The fact that the column Breadth has one entry "NULL" and one entry that's blank (on the second row) is misleading. A numeric column that doesn't have a value in a particular row means that row is NULL. So the second column should also show "NULL".
The answer to the third row, 21.2 * 1, depends on the data type of the column "Length*Breadth". If it's a data type like float, double, or numberic(16,2), the answer is 21.2. If it's an integer column (integer, long, etc.), the answer is 21.
A more snarky answer might be "There's no answer. The string "Length*Breadth" isn't a legal SQL column name."
In standard SQL they would all generate errors because you are comparing values (or nulls) of different types:
CAST ( 20 AS FLOAT ) * CAST ( NULL AS INTEGER ) -- mismatched types error
CAST ( '' AS INTEGER ) -- type conversion error
CAST ( AS INTEGER ) -- type conversion error
CAST ( 21.2 AS FLOAT ) * CAST ( 2 AS INTEGER ) -- mismatched types error
On the other hand, most SQL product would implicitly cast values when comparing values (or nulls) of different types according to type precedence e.g. comparing float value to an integer value would in effect cast the integer to float and result in a float. At the product level, the most interesting question is what happens when you compare a null of type integer with a value (or even a null) of type float...

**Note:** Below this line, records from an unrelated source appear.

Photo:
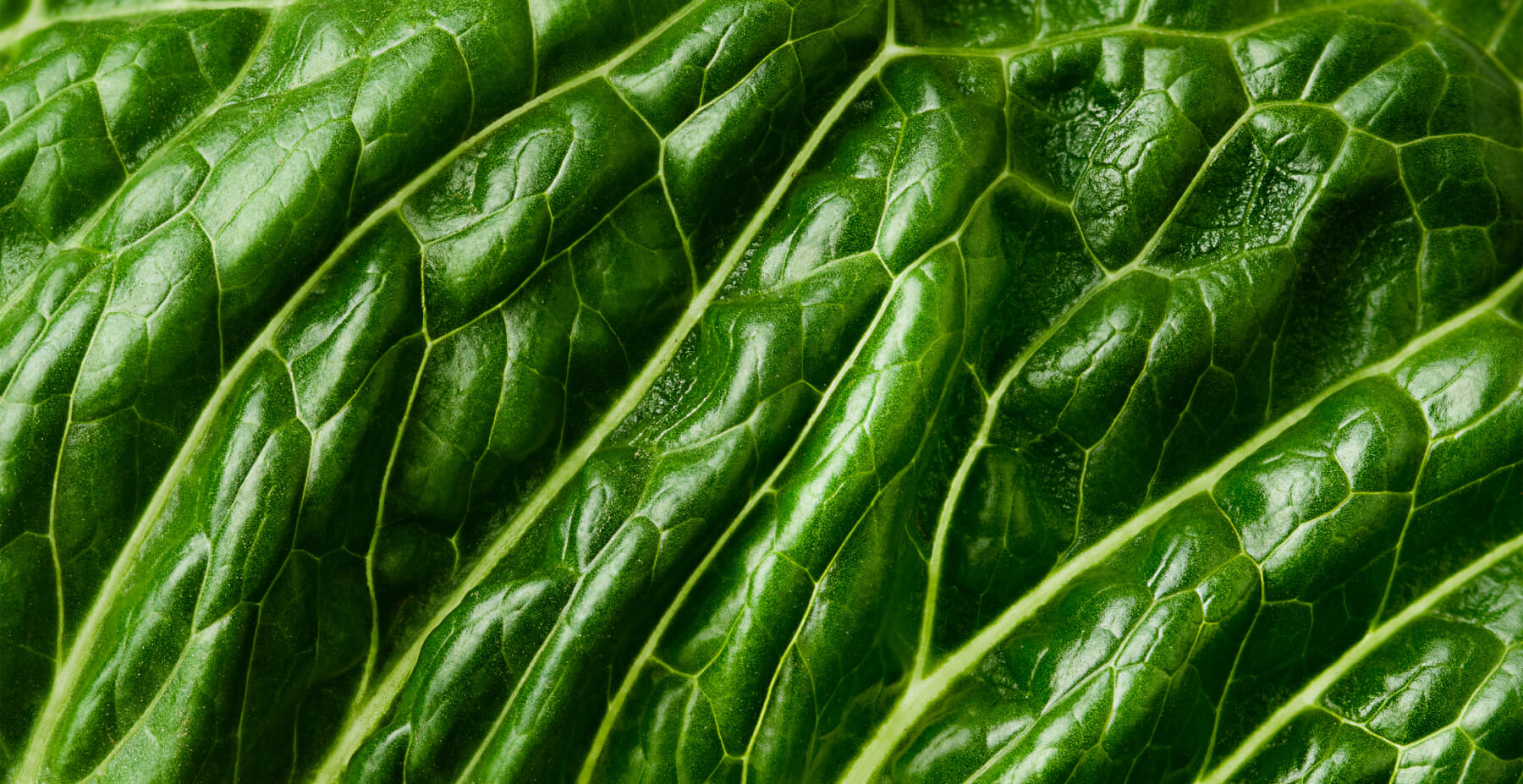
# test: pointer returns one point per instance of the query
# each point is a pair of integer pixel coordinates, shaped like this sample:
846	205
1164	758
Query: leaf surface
757	390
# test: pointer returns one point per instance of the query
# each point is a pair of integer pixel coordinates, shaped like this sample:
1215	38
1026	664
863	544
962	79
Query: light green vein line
380	704
1313	692
78	654
921	693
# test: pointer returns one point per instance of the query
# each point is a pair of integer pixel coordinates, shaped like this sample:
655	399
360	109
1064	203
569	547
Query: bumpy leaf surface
762	390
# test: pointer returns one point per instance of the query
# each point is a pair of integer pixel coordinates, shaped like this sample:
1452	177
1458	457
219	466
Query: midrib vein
78	654
921	693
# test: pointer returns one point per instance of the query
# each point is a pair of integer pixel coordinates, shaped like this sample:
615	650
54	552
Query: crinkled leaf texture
762	390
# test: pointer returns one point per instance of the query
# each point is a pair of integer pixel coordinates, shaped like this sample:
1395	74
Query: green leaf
762	390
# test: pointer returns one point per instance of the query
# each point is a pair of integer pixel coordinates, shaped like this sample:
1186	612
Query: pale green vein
74	666
923	692
380	702
1377	637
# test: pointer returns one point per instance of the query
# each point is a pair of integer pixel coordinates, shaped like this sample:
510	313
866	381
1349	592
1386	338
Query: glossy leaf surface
762	390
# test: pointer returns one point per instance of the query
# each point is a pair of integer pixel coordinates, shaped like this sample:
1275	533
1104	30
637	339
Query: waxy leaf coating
762	390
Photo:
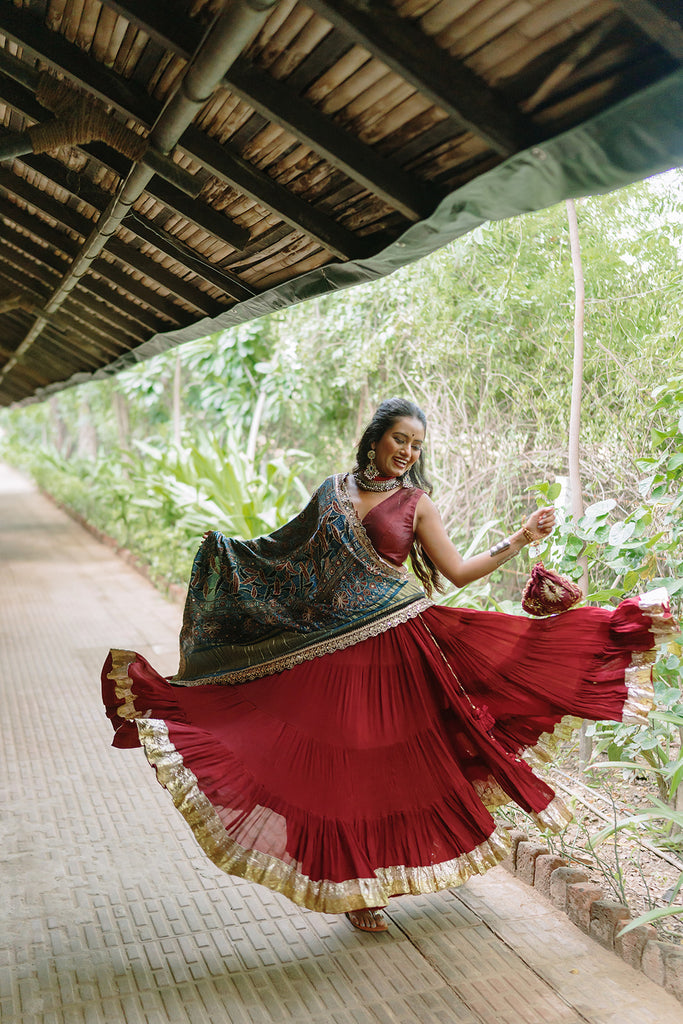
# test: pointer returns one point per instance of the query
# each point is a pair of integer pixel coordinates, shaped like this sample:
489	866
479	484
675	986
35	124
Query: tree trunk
575	489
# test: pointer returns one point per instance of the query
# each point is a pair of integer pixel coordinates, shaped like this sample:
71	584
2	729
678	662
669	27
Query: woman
373	731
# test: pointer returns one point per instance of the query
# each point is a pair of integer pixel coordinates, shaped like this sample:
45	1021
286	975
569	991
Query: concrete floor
110	912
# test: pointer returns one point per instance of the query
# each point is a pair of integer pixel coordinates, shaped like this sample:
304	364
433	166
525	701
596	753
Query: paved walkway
111	913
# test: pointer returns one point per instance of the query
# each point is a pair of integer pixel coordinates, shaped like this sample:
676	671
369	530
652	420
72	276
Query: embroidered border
316	649
341	489
325	896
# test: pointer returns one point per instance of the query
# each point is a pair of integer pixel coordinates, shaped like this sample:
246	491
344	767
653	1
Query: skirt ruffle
372	771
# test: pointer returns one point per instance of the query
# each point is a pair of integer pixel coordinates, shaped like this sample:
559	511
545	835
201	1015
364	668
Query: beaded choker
379	483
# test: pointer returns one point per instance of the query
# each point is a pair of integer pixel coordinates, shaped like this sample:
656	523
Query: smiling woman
374	730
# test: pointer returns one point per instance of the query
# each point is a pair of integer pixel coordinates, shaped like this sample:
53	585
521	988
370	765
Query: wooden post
575	491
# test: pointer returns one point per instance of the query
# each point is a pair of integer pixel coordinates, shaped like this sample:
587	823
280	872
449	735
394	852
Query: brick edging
173	591
584	902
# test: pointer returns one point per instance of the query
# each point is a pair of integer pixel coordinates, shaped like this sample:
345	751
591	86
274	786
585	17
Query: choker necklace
379	483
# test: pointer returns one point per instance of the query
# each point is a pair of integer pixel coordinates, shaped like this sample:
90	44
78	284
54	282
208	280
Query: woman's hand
540	524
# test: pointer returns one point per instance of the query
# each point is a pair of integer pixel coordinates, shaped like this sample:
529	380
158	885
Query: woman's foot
369	919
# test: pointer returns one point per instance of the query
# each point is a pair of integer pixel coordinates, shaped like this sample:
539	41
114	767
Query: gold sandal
380	924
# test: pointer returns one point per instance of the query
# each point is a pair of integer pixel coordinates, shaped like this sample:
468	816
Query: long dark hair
385	417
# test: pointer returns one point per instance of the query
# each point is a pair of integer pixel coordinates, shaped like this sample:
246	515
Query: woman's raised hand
541	523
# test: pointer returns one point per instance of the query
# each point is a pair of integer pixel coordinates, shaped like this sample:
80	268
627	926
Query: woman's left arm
431	534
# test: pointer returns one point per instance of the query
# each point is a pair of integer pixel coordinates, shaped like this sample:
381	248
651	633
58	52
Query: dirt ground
628	870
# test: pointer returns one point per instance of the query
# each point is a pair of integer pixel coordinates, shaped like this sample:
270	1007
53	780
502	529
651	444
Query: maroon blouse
389	524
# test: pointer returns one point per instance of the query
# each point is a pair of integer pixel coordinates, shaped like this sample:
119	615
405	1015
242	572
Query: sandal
379	925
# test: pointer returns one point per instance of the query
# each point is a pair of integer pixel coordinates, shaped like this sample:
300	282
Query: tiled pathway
110	912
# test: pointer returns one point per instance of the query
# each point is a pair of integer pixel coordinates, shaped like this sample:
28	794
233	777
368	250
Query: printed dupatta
312	587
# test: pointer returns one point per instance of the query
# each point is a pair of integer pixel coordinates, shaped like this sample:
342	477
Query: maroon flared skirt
372	771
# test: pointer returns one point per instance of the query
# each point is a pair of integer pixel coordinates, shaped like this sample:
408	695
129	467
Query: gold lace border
325	896
318	649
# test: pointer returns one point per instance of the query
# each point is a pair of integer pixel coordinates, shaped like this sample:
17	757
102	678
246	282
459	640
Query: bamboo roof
168	169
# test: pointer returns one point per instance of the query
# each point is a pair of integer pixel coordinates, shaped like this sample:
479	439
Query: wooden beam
31	34
151	268
136	103
193	210
278	101
105	269
662	20
417	58
170	246
233	169
127	254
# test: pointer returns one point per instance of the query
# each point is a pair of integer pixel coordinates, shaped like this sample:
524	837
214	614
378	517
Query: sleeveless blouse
389	524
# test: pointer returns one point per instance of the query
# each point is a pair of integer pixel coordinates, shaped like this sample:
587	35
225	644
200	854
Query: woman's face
399	446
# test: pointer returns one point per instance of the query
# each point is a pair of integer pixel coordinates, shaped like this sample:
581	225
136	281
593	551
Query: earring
370	472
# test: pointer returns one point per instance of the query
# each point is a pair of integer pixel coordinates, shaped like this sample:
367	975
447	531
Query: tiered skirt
372	771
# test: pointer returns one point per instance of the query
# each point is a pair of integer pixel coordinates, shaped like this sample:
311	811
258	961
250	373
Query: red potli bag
547	593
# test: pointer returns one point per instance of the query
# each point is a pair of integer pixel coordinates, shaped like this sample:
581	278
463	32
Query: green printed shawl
315	585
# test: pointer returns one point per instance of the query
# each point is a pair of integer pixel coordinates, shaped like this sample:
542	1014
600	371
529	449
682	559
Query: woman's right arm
431	534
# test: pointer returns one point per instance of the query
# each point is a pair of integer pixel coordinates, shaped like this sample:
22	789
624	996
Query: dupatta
312	587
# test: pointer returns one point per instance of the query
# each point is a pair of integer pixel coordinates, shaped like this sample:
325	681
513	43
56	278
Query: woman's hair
385	417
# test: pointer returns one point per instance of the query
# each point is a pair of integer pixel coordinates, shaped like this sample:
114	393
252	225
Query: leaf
621	531
600	509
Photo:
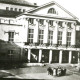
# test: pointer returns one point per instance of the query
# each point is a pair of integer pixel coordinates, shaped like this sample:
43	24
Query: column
50	56
60	57
64	36
36	29
55	34
70	56
29	54
46	32
73	36
40	55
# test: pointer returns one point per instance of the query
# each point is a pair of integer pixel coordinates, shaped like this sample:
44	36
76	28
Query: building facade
43	34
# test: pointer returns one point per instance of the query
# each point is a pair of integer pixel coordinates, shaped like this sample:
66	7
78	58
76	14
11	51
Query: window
30	35
19	10
68	38
10	54
52	11
50	37
41	35
69	24
15	9
41	21
31	21
24	10
60	38
51	23
7	8
60	23
11	36
11	9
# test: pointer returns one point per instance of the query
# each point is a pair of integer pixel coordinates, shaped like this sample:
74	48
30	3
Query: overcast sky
72	6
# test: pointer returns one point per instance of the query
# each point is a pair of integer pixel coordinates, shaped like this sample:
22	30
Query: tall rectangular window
51	23
41	22
15	9
50	37
41	36
7	8
11	9
24	10
19	10
68	38
30	35
31	21
11	36
60	38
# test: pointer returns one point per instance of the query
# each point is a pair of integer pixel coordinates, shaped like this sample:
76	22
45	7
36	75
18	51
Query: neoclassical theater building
37	34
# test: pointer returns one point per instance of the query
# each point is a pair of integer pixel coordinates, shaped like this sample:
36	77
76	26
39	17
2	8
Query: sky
72	6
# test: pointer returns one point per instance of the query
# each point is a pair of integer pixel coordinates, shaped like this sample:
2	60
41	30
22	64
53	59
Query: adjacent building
38	34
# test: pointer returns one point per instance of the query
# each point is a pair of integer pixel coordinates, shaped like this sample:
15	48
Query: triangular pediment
52	9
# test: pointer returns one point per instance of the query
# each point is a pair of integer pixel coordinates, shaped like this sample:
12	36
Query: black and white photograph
40	39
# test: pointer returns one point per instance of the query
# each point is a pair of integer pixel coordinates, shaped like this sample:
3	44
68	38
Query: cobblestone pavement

...but, frankly, not terribly interesting. In an interview you are presented with a framework (in the form of questions asked of you) on which to present your knowledge, skills and experience. The 'answer' here is to discuss nulls (e.g. point out that nulls are tricky to define and behave in unintuitive ways, which leads to frequent bugs and a desire to avoid nulls entirely, etc) and whether implicit casting is a good thing.